Unfortunately, what it’s resulted in is each jurisdiction figuring out how to do that on its own. So there is a gap there that I think systematically we have yet to figure out how to address nationally. But we can also do that organically. And if you look at what Josh Weimer has done in Missouri, in adopting the HIMSS DHI tool, we piggybacked on that in Michigan; we’re also implementing the DHI tool because it gives us a degree of comparability. So there are ways that we, as individual jurisdictions, can also take on the onus to fill in that gap where we see it.

Dina Hofer:
All right, any other questions? Oh, okay. Not another one online. Great.

Audience Member #2:
Another online question for Rebecca or others for data discovery: what did you find worked best to identify all data assets and gather detailed information, including surveys, interviews, and combinations? How did you combat data owners, who can tend to be territorial over their data?

Rebecca White:
We have not found the answer to territorial data owners, but I think one of the big things that we found is being able to provide that opportunity snapshot back to them and also back to the others in the organization. It’s been really, really useful for onboarding folks across the department, because they have an automatic way to understand what each bureau office is about in terms of getting the actual data sets.

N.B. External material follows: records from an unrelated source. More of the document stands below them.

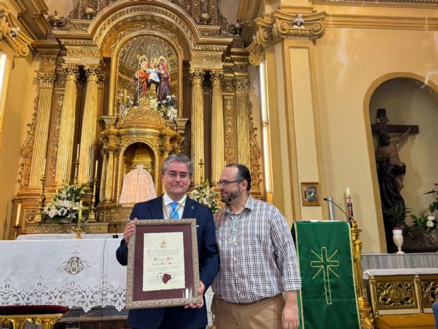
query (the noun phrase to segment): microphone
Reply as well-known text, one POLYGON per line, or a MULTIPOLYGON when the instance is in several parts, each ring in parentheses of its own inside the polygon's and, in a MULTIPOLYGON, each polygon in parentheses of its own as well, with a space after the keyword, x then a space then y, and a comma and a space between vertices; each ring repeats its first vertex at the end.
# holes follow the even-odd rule
POLYGON ((324 201, 326 201, 327 202, 331 203, 332 204, 334 204, 337 208, 339 208, 341 210, 341 211, 344 212, 344 214, 347 217, 347 221, 350 221, 350 219, 348 218, 348 215, 347 215, 347 213, 345 211, 344 211, 344 210, 341 207, 339 207, 337 204, 336 204, 336 202, 335 202, 333 200, 331 200, 330 199, 331 198, 327 199, 326 197, 324 197, 323 199, 324 201))

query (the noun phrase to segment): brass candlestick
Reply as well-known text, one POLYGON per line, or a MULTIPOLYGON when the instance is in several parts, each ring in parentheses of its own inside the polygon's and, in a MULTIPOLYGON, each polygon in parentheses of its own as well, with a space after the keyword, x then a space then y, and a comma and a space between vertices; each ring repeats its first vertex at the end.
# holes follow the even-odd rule
POLYGON ((361 254, 362 252, 362 241, 359 239, 360 232, 362 231, 357 228, 357 222, 351 217, 350 223, 351 225, 351 240, 353 252, 353 267, 356 275, 356 293, 357 294, 357 302, 359 312, 361 317, 361 328, 363 329, 374 329, 374 319, 371 310, 371 306, 368 304, 365 297, 365 286, 363 285, 363 278, 362 278, 362 268, 361 267, 361 254))
POLYGON ((204 175, 203 175, 203 166, 204 165, 204 162, 203 162, 203 159, 201 159, 201 161, 199 161, 199 163, 198 164, 199 164, 199 167, 201 167, 201 182, 203 183, 204 175))
POLYGON ((40 182, 41 182, 41 191, 40 192, 40 197, 38 197, 38 211, 35 214, 34 221, 36 223, 41 222, 41 218, 42 215, 42 210, 44 209, 44 201, 46 199, 46 196, 44 193, 44 185, 46 182, 46 177, 44 173, 41 175, 41 178, 40 179, 40 182))
POLYGON ((79 158, 76 158, 76 161, 73 162, 75 164, 75 178, 73 181, 76 185, 77 185, 77 175, 79 173, 79 158))
POLYGON ((76 237, 74 238, 75 240, 81 240, 82 239, 82 233, 83 231, 82 230, 82 228, 81 228, 81 223, 82 221, 82 202, 79 201, 79 206, 78 208, 78 213, 77 213, 77 228, 74 230, 75 233, 76 233, 76 237))
POLYGON ((14 225, 14 240, 16 240, 16 237, 18 236, 18 230, 21 228, 19 225, 14 225))
POLYGON ((90 202, 90 213, 88 214, 88 219, 87 222, 96 221, 96 207, 94 203, 96 202, 96 187, 97 186, 97 176, 95 175, 92 180, 93 184, 93 194, 91 195, 91 201, 90 202))

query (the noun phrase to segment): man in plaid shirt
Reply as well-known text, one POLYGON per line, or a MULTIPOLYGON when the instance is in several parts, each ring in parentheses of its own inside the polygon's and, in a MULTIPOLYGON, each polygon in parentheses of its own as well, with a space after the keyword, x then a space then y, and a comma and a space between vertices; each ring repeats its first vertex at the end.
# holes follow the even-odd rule
POLYGON ((298 328, 301 278, 284 217, 251 197, 246 167, 227 165, 218 184, 226 205, 214 215, 220 256, 212 285, 216 327, 298 328))

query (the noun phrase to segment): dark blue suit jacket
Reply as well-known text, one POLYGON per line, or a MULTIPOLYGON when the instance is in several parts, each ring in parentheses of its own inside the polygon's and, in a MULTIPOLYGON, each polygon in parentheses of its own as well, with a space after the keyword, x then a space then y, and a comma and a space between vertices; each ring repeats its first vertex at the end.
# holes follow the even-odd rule
MULTIPOLYGON (((162 219, 162 197, 140 202, 134 206, 130 219, 162 219)), ((187 198, 183 218, 195 218, 199 256, 199 277, 205 285, 210 287, 219 271, 219 253, 216 245, 213 215, 210 208, 187 198)), ((128 263, 128 245, 122 239, 116 253, 122 265, 128 263)), ((198 329, 207 324, 205 304, 202 308, 184 308, 183 306, 129 310, 128 323, 133 328, 155 329, 160 328, 198 329)))

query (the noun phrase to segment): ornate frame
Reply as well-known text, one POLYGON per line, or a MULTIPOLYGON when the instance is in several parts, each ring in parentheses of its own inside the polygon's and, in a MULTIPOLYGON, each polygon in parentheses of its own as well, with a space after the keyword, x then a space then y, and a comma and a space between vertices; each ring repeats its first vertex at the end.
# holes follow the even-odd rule
POLYGON ((198 258, 198 241, 196 239, 196 220, 189 219, 147 219, 140 220, 136 223, 136 233, 129 239, 128 244, 128 269, 126 287, 126 306, 128 308, 150 308, 183 306, 188 304, 198 304, 202 300, 202 295, 198 294, 199 286, 199 265, 198 258), (179 228, 178 226, 181 226, 179 228), (183 226, 185 226, 185 230, 183 226), (190 228, 190 230, 188 229, 190 228), (181 228, 181 230, 178 230, 181 228), (191 254, 187 255, 185 247, 184 251, 184 267, 185 278, 185 293, 191 291, 192 297, 175 297, 181 294, 181 289, 157 290, 152 292, 139 291, 138 287, 142 282, 144 274, 143 252, 144 245, 142 244, 143 239, 141 235, 149 232, 182 232, 184 245, 191 249, 191 254), (190 232, 188 234, 188 232, 190 232), (188 235, 190 235, 188 236, 188 235), (188 246, 190 245, 190 247, 188 246), (143 249, 140 249, 143 248, 143 249), (138 264, 140 261, 140 264, 138 264), (191 264, 190 264, 191 263, 191 264), (139 269, 136 266, 142 266, 139 269), (189 269, 185 271, 185 266, 189 269), (191 265, 191 266, 190 266, 191 265), (190 268, 191 267, 191 268, 190 268), (189 273, 190 274, 188 274, 189 273), (140 277, 139 277, 140 276, 140 277), (136 289, 137 288, 137 290, 136 289))

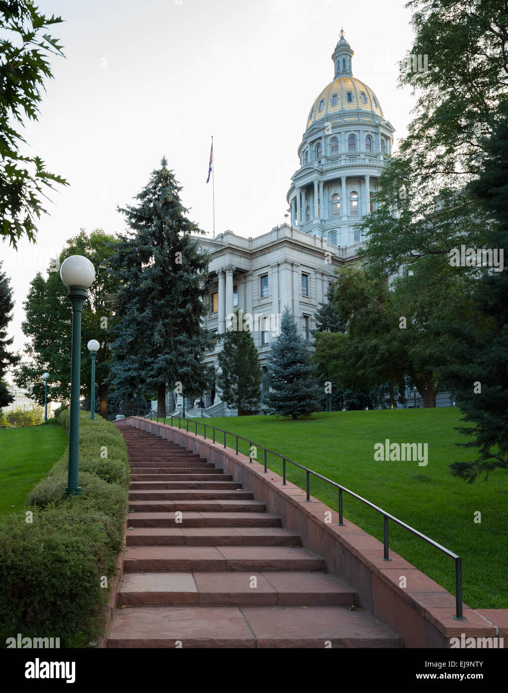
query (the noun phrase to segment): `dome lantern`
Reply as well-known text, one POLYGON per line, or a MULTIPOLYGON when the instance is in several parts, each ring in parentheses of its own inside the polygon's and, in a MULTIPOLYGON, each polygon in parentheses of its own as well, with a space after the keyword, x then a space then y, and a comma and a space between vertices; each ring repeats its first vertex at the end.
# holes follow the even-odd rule
POLYGON ((340 75, 352 76, 351 61, 354 55, 354 51, 344 38, 344 29, 341 28, 341 38, 332 54, 332 60, 334 61, 334 79, 340 75))

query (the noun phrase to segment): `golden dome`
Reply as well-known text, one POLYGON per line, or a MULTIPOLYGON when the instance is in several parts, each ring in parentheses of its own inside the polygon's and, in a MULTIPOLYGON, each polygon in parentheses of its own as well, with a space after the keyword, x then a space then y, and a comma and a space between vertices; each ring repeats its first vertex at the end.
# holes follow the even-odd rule
POLYGON ((309 128, 320 119, 336 113, 359 109, 375 113, 384 119, 379 102, 370 87, 356 77, 343 75, 325 87, 316 99, 307 126, 309 128))

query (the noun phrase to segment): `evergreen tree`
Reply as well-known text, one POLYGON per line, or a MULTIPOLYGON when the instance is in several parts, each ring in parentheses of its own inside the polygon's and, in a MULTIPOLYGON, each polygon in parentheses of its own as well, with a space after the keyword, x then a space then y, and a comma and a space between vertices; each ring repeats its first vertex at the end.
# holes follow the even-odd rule
POLYGON ((201 324, 206 313, 208 256, 191 234, 179 187, 164 158, 136 207, 118 208, 129 229, 120 236, 111 266, 120 284, 116 303, 116 360, 111 382, 119 394, 156 393, 165 414, 166 386, 197 396, 210 380, 201 357, 213 337, 201 324))
POLYGON ((12 317, 14 301, 9 278, 2 272, 2 264, 0 262, 0 408, 14 401, 3 378, 8 367, 15 365, 20 358, 7 349, 14 341, 13 337, 7 338, 7 326, 12 317))
POLYGON ((311 349, 305 342, 287 306, 280 321, 280 335, 269 356, 264 396, 269 414, 298 419, 320 409, 319 388, 311 363, 311 349))
POLYGON ((237 310, 235 319, 228 324, 223 344, 218 357, 221 370, 217 375, 221 399, 228 407, 236 407, 239 416, 259 409, 261 367, 242 310, 237 310))
POLYGON ((492 136, 484 143, 487 152, 479 178, 469 184, 473 195, 493 219, 483 248, 496 249, 504 256, 502 271, 483 270, 474 298, 483 324, 451 324, 458 339, 454 351, 457 364, 446 374, 464 421, 473 426, 459 428, 473 440, 459 444, 478 448, 472 462, 456 462, 452 474, 473 482, 496 468, 508 469, 508 100, 500 109, 492 136))

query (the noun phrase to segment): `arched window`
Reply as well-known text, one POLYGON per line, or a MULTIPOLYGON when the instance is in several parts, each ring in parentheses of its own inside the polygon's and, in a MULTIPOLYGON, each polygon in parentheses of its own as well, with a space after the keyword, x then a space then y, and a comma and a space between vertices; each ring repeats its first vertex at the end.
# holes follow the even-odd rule
POLYGON ((334 216, 341 216, 341 197, 336 193, 332 195, 332 213, 334 216))

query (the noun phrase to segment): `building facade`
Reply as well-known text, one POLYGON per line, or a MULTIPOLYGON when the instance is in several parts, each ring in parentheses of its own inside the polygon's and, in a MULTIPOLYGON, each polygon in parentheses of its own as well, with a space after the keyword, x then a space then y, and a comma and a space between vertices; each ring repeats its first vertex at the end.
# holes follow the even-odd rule
MULTIPOLYGON (((353 76, 353 55, 341 30, 332 54, 333 80, 312 104, 298 147, 300 166, 287 195, 289 223, 255 238, 231 231, 214 239, 194 238, 210 254, 206 326, 224 334, 228 316, 237 308, 251 316, 263 370, 284 307, 310 340, 316 311, 326 301, 334 271, 358 260, 365 240, 359 222, 373 211, 372 195, 392 152, 394 129, 374 91, 353 76)), ((217 367, 221 348, 219 344, 204 360, 217 367)), ((412 391, 406 395, 406 406, 421 402, 412 391)), ((186 412, 205 416, 237 413, 222 402, 218 389, 212 388, 203 400, 204 409, 195 408, 197 401, 186 401, 186 412)), ((168 399, 168 408, 181 413, 183 403, 178 396, 173 406, 168 399)))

We have one business analyst who is, she will, she will keep going. And I think that one of the really strong things that she did is that she just, like, kept asking, she kept asking the question in kind of different ways. So, like, what data does this group use? Like, how do you use that? What kind of questions are you answering? Etc, and then she was just trying to be really broad. Like, we’re not, like, I think that the data inventory that because it’s going into REDCap, it’s the data itself isn’t actually going anywhere. It started from a very like, low hanging fruit place, like, we’re just trying to learn about you. Like, what can you tell us about you? What can you tell us about your data?

And also, we just tried to cast our net very broadly. Like, I think that there are, as Matt said, the ECR and the MIS and those big systems are really important. But we really wanted to ask, you know, deep into their their systems as well, what are those small like, one off questionnaires that you had that you put to your, you know, program around, you know, Sexual Violence Program administrators or something like, what are those things as well? So I think just showing interest in those small-scale things has really helped build trust and partnership with those data owners.

Chip Ko:
I also have something to add from New York City. I think the importance of developing a strong data governance framework also helps data stewards feel more comfortable with sharing data in a shared data platform, too, because we’ve definitely come across territorial data owners as well.

Dina Hofer:
Absolutely. All right. Well, we are basically at time, so I want to give a big thank you and shout out to our presenters today. We are actually butting up right against a break. So I know everyone shared contact information. We have three of our speakers here in the room, so take full advantage to you know, walk up to them and ask any additional questions.